The learning crisis has affected vulnerable children the most, including younger children in primary grades and those in plantation estates in the country, UNICEF has said.“The basics of literacy, numeracy, and social economic skills are the platform on which children build their own, their families, their communities, and their country's future,” UNICEF Representative for Sri Lanka Christian Skoog has been quoted as saying in this context.

Vulnerability is the key, identified even in the larger UNDP survey when it comes to the larger population, cutting across age-groups and education-levels or lack of it.“Several districts, including Ampara, Batticaloa, Kilinochchi, Mullaitivu, Nuwara Eliya, Puttalam, and Vavuniya, exhibit notable multi-dimensional vulnerability values, with over 65 per cent of their populations identified as vulnerable,” the report said,

Relatively prosper

In particular, the UNDP survey showed that people living in the war-torn Tamil-majority North and the East, were among the worst-hit, so were the economically-marginalised Upcountry Tamils. Ironically, capital Colombo and the neighbouring Gampaha districts have emerged as regions with the highest concentration of vulnerable individuals. The UNDP study attributed it to the large-size of the populations in these districts in the relatively prosperWestern Province and region.

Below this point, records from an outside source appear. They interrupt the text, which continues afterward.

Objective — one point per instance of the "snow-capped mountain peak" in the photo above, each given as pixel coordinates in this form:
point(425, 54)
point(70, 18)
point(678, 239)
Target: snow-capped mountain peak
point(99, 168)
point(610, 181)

The larger population in the urban centres, in turn, may have owed also to internal migrations, in search of jobs, more often than not in times of rural crises, be it the ethnic war, past crises like the two 'JVP insurgencies', or continual droughts or floods, season after season, year after year. Such recurrence, for instance, is independent of last year's economic crisis, which of course, has accentuated rural depravation more than in urban centres, so to say – but the poor and vulnerable in the cities suffered equally the same way.

Likewise, the twin studies may have hidden, unintentionally, of course, the contributions of local socio-economic conditions to this persistent vulnerability and the inherent limitations that were imposed from the top to take corrective measures, even in the years before the economic crisis. Going beyond the obvious, namely, wars and famines, there was the social conditioning, where to acknowledge the truth, only the elite had the opportunities for university education and white-collar jobs.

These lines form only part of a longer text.